Labourer à l’ancienne

Ces métiers d’un autre temps

La dépêche de Kabylie 29/12/2007 Labourer à l’ancienne
Lorsqu’on questionne les personnes du troisième âge sur les travaux agricoles à l’ancienne, les réponses varient d’une région à une autre, mais il n’en demeure pas moins qu’elles tournent autour d’un mode de vie que ces personnes citent avec nostalgie et qui font s’écarquiller les yeux de la génération montante qui ne jure que par "les mécaniques".

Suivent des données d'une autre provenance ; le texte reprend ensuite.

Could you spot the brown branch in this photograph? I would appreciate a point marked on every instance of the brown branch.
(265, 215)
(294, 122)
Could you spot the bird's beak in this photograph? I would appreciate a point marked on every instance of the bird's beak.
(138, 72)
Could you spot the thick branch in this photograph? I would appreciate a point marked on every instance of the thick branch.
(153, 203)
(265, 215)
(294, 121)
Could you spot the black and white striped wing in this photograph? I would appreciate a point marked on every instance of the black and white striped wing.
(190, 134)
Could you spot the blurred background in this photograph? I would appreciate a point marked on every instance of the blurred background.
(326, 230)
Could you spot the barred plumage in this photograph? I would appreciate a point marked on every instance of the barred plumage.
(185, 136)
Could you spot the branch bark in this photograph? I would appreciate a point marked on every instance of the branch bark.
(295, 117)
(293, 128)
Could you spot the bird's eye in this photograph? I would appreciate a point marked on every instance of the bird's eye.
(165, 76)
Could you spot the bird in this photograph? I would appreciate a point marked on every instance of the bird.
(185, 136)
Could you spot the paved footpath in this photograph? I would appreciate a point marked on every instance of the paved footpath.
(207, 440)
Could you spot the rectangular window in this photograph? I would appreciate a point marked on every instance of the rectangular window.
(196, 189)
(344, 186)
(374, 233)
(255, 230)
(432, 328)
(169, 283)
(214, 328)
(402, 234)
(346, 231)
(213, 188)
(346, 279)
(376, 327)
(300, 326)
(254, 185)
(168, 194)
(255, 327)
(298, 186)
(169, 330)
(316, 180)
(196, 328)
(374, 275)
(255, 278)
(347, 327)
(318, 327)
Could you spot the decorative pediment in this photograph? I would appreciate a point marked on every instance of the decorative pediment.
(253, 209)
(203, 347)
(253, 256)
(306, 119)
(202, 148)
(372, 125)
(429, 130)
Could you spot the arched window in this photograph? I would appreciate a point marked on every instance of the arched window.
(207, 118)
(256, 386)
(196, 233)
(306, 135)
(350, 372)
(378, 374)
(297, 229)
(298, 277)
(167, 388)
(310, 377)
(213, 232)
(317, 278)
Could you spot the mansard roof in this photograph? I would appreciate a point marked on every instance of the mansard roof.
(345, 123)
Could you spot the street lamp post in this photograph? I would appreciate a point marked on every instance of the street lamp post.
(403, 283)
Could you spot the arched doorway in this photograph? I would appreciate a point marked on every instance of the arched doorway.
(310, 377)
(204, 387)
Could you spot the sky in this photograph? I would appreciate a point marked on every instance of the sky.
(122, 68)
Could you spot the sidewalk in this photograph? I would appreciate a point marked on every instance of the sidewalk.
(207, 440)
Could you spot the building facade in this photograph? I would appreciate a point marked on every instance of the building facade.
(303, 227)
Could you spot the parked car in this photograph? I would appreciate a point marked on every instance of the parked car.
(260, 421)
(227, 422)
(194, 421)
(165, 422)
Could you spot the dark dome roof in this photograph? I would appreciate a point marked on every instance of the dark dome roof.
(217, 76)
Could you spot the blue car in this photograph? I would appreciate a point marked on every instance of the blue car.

Se peut-il que l’on puisse encore en ces temps d’évolution, en ces temps où l’industrialisation fait des merveilles, trouver des paysans qui continuent vaille que vaille, faisant fi de la mécanisation, à labourer leurs champs avec une paire de bœufs et une araire datant de l’ancien temps ? Combien sont-ils encore, ces paysans qui disposent d’une paire de bœufs pour les labours ? D’ailleurs, ce ne sont pas tous les bœufs qui répondent aux besoins des travaux agricoles car il faut toute une expérience pour former un couple de bœufs appelés à travailler de pair ! Qui peut encore se vanter de disposer des ustensiles indispensables ? Les longerons ont disparu des étables. Les jougs ne sont plus confectionnés. Quant aux socs, il faut dire que la seule utilisation qui demeure dans les traditions est leur emploi durant les cérémonies de mariage, durant lesquelles la nouvelle mariée doit insérer son pied droit dans le soc avant de franchir le seuil du domicile conjugal, appelant de ses vœux la bénédiction divine sur la famille dont elle sera dès lors partie intégrante !

Hocine résume la situation laconiquement : “Les vieux sont fatigués et ne s’intéressent plus à la chose agricole, tandis que les jeunes préfèrent les belles voitures aux belles paires de bœufs. D’ailleurs, ils sont à peine une dizaine pour toute la région, ceux qui labourent à l’ancienne !”

Les paysans sont unanimes pour déclarer à qui veut les entendre que les meilleurs labours ne se réussissent que par la grâce des bœufs, surtout lorsqu’il s’agit de vergers où l’expérience du laboureur permet d’éviter de blesser les arbres fruitiers pour ne pas leur couper les racines acheminant la sève nourricière, mais aussi lorsqu’il s’agit de champ en terrain incliné où les engins mécaniques ne peuvent aligner les sillons en respectant les inclinaisons répondant aux besoins agricoles prévus.

Le paysan, lui, sait bien quelle profondeur il obtient en appuyant sur les manches, selon le besoin. Des fois, la pression se fait forte, d’autres fois le soc ne fait que pourfendre la surface et la retourner.

Et la charrue avance, les bœufs soufflant bruyamment sous l’effort qui leur est demandé, pendant que le paysan les soutient du verbe, lançant des mots rituels que tous les laboureurs gardent enracinés dans leur mémoire, usant de mots doux, parlant à chacun des deux bœufs à tour de rôle en les appelant avec les noms auxquels ils les ont habitués depuis longtemps, mais reviennent toujours les orientations sempiternelles auxquelles les bœufs obéissent comme par magie :
- "Dawas !" (sur le bas côté) - "Niggas" (par le côté d’en haut)
Ceci amenant les bœufs à contourner les obstacles – surtout les arbres fruitiers- passant au-dessus ou au dessous, selon le besoin.

Il est bien difficile de passer à côté d’un champ où un laboureur est à l’œuvre sans s’arrêter ne serait-ce que pour entendre cette voix résonner dans le silence environnant ou ramasser les graines que les enfants dégustent avec délectation ceci pour ceux qui se souviennent des temps où la nourriture faisait défaut dans les foyers.

Il ne manque ces derniers temps qu’une seule chose bien regrettable : les cigognes qui se faisaient jadis un malin plaisir de glaner les graines, folâtrant devant et derrière les bœufs, jusqu’à risquer de se faire écraser par les lourdes pattes, ne sont plus là pour égayer le paysage. Elles se font de plus en plus rares. Le paysage n’en est que plus triste.